Das zu erwartende Frequenzspektrum liegt im Bereich 10...400Hz, wobei ich mit der Hardware nur die Schwingungen bis ca. 200Hz einlesen und analysieren kann (die Schwingungen an der Welle 1 des Getriebes n = 1460 1/min werden leider nicht zu analysieren sein).
Ich habe das Ganze schon mit DFT umgesetzt (N = 500, OB30 = 2ms, FK=250 => Ausgabe-Frequenzspektrum = bis 250Hz), aber die Auswertungszeiten liegen "jenseits von Gut und Böse"..... 
Ich muss ehrlich gestehen, dass ich den FFT Algorithmus nicht ganz nachvollziehen kann (DFT ist dagegen um einiges verständlicher), aber ist es nicht so, dass die Zykluszeit mit DFT um N² und mit FFT um N*log(N) ansteigt?

Gruß
Alex


----------



## fsxela (11 Januar 2014)

Hallo Larry,

du hast bestimmt mit:  "- die Zykluszeit der Auswertung wächst exponentiell zur Anzahl der auszuwertenden Messwerte " das gedacht, dass N*log(N) = N*10^(exp.),
da log(N)= exp.?
Der FFT-Algorithmus ist um einiges schneller als der DFT-Algorithmus.


Gruß
Alex


----------



## Larry Laffer (11 Januar 2014)

Du hast Recht, dass der FFT sehr viel schneller ist als der DFT - trotzdem vergeht einiges an Zeit bei der Auswertung.
Ob du da mit deiner 1212 glücklich wirst möchste ich ein wenig bezweifeln.
Ich bin mir wegen der genauen Zeiten nicht mehr so ganz sicher - habe es aber so in Erinnerung : CPU 317 , Aufzeichnungs-Intervall 1ms für eine Sekunde = 1000 Werte := Auswertezeit deutlich über 1 Sekunde. Ich meine, dass es so war (das geht auch glaube ich aus der Formel mit der darin stattfindenden Iteration hervor), dass die Verdoppelung der Werte eine Vervierfachung der Auswertezeit bedingt hat.
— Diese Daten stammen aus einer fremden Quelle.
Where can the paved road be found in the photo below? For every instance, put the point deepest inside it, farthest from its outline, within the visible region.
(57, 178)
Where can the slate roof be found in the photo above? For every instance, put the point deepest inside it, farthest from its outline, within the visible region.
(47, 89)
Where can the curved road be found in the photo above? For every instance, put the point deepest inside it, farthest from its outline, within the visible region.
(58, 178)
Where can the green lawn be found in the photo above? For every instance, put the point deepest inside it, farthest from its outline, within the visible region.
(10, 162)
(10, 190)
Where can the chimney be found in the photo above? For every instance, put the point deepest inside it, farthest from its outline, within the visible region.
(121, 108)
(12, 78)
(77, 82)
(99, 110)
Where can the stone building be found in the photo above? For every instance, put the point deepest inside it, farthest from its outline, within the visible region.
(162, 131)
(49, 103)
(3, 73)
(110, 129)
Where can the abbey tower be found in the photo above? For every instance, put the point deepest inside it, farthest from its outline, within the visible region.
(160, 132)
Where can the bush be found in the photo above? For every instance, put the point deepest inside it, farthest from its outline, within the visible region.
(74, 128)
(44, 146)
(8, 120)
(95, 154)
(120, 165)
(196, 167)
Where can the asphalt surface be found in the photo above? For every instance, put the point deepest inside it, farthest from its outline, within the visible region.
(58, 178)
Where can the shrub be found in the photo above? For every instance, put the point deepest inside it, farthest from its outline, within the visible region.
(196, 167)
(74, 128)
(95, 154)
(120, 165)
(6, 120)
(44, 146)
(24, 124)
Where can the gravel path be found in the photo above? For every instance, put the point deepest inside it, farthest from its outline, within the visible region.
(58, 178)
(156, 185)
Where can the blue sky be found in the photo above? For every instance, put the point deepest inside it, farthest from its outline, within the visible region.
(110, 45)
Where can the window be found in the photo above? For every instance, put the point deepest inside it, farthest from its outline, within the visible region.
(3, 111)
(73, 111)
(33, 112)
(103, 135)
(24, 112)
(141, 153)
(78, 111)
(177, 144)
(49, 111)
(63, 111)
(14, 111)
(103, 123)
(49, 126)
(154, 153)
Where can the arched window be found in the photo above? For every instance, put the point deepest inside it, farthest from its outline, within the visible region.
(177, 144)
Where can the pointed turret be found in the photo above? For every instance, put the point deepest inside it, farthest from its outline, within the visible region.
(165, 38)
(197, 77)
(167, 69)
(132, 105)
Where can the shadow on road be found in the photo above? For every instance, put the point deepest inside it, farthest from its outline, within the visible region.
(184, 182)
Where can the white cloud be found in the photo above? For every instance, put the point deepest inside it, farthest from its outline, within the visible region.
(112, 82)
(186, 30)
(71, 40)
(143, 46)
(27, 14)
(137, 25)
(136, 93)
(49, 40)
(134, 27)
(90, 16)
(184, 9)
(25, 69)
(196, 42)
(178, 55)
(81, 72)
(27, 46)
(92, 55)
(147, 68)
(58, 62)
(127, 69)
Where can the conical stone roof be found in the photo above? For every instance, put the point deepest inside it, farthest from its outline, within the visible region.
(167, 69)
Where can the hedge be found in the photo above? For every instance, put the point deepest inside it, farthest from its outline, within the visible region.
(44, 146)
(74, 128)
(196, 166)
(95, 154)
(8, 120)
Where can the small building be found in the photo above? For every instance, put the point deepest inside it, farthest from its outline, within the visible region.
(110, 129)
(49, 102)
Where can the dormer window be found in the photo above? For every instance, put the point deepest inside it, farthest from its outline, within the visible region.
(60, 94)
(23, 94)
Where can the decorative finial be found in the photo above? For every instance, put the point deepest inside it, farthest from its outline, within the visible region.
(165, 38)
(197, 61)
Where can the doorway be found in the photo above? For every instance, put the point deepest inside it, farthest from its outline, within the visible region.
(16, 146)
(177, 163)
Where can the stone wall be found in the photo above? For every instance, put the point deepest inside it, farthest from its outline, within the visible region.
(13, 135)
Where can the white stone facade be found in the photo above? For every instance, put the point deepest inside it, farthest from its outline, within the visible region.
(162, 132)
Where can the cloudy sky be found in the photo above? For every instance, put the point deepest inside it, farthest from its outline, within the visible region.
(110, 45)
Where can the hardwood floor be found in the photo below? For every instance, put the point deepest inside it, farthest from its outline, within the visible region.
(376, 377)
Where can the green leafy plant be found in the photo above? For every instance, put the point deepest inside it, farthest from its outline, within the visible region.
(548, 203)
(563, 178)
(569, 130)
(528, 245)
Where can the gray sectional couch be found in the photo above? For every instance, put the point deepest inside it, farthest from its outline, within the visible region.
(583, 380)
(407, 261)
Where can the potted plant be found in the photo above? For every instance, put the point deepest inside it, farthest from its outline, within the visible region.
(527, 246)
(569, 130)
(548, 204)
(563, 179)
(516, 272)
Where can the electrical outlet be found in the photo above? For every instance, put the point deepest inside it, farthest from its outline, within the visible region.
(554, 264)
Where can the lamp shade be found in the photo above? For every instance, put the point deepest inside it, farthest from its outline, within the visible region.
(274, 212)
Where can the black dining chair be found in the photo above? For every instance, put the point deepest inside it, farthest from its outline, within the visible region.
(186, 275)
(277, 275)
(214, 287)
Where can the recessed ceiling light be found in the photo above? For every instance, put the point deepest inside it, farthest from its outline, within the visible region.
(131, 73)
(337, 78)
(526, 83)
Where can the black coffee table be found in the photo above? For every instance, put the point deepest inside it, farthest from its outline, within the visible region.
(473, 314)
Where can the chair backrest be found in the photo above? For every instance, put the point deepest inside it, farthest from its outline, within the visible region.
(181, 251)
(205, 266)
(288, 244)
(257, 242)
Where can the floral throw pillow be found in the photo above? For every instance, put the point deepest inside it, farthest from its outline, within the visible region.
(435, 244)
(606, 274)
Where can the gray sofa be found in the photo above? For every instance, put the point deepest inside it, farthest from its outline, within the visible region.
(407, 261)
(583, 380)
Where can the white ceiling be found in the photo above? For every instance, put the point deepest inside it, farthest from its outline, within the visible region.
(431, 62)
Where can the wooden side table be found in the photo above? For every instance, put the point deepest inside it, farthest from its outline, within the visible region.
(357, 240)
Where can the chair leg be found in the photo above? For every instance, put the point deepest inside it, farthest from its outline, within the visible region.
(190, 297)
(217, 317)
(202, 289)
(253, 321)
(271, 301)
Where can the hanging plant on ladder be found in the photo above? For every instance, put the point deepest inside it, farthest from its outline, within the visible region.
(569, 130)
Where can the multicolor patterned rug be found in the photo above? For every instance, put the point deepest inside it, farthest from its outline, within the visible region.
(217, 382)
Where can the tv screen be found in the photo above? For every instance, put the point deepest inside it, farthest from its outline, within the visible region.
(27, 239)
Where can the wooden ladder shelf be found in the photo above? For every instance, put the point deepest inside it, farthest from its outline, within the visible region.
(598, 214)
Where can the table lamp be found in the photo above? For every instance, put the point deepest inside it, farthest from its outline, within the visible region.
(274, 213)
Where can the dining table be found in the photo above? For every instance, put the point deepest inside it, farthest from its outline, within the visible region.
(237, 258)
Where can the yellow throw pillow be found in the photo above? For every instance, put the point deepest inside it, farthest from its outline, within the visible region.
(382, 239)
Bei uns hatte der Algorhythmus letztlich nicht den erwarteteten Ausschlag gebracht sondern ein sehr viel einfacheres Verfahren : ich habe keine Schwingung mehr aufgezeichnet sondern das Reibmoment (wobei darin ja letztlich auch eine Schwingung abgebildet wird) mit einer schneller Messrate. Diese Kurve habe ich dann leicht geglättet und die geglättete Version von der Rohversion subtrahiert und die Ergebnis-Werte absolut dargestellt. Es ging uns letztlich auch gar nicht um eine spezielle Frequenz sondern nur um Geräusche allgemein. Die so erzeugte "neue" Kurve stellte nun den Geräusch-Anteil des Lagers recht gut dar.

Gruß
Larry


----------



## fsxela (11 Januar 2014)

Auf dem Prüfstand werden die Getrieben auf der Lebensdauer getestet und die evt. Schwachstellen, mittels der Zuordnung mit der Zeit steigenden Amplituden der Schwingungen zu den Lagern und Zahnräder, ermittelt.
Die Belastungsroutine für das Getriebe läuft auf einer separaten SPS (auch eine 1212C), die Schwingungsanalyse übernimmt eine SPS die nur die FFT macht.

Mit der DFT-Auswertung von N=500 (die Aufnahmezeit = 1 sec) ist die SPS über 7 sec beschäftigt - das ist sehr, sehr lang. Deswegen möchte ich den FFT-Algorithmus einsetzen und hoffe damit auf die Auswertungszeit von ca. 200-300ms zu kommen. 

PS. - Larry, was für die Hardware hast du für die Reibmomentaufnahme gehabt?

Gruß
Alex


----------



## Larry Laffer (14 Januar 2014)

Hallo,

so ... nun komme ich dazu, mich wieder mit dieser Angelegenheit zu befassen.

Bei der Reibmomentmessung habe ich mit einem passenden DM-Sensor und einer schnellen Analogkarte gearbeitet. Hier sind auch (zumindestens bei einer S7-300 500 bis 1000 Messung in der Sekunde machbar)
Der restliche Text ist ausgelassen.